On
this date, August 23, 1939, Nazi Germany and the Soviet
Union sign a non-aggression treaty, the Molotov–Ribbentrop Pact. In a secret addition to
the pact, the Baltic states, Finland, Romania, and Poland are
divided between the two nations.
The
Molotov–Ribbentrop Pact, named after
the Soviet foreign minister Vyacheslav Molotov and the Nazi German foreign
minister Joachim von Ribbentrop, officially the Treaty of
Non-aggression between Germany and the Union of Soviet Socialist Republics, and
also known as the Ribbentrop–Molotov Pact or Nazi–Soviet Pact, was a non-aggression pact signed in Moscow in the late hours
of 23 August 1939.
The
pact's publicly stated intentions were a guarantee of non-belligerence by
either party towards the other and a commitment that neither party would ally
itself to or aid an enemy of the other party. This latter provision ensured
that Germany would not support Japan in its undeclared war against the Soviet
Union along the Manchurian-Mongolian border, ensuring that the Soviets won
the Battles of Khalkhin Gol.
In
addition to stipulations of non-aggression, the treaty included a secret
protocol that divided territories of Romania, Poland, Lithuania, Latvia,
Estonia and Finland into Nazi and Soviet "spheres of influence", anticipating
potential "territorial and political rearrangements" of these
countries. Thereafter, Germany invaded Poland on 1 September 1939. After the
Soviet-Japanese ceasefire agreement took effect on 16 September, Stalin ordered
his own invasion of Poland on 17 September. Part of southeastern (Karelia) and Salla region in
Finland were annexed by the Soviet Union after the Winter War.

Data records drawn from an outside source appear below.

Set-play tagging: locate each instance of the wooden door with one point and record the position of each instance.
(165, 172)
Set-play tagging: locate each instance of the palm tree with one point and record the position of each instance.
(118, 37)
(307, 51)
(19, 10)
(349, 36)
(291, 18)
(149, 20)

This was followed by Soviet annexations of Estonia, Latvia, Lithuania, and
parts of Romania (Bessarabia, Northern Bukovina and the Hertza region).
The
pact remained in force until the German government broke it by invading the Soviet Union on 22 June 1941.
Of
the territories of Poland annexed by the Soviet Union between 1939 and 1940, the region
around Białystok
and a minor part of Galicia east of the San river
around Przemyśl
were the only
ones returned to the Polish state at the end of World War II. Of all other
territories annexed by the USSR in 1939–40, the ones detached from Finland (Karelia, Petsamo), Estonia
(Ingrian
area and Petseri County) and Latvia (Abrene)
remained part of the Russian Federation, the successor state of the
Soviet Union, after 1991. Northern Bukovina,
Southern Bessarabia and Hertza remain part of Ukraine.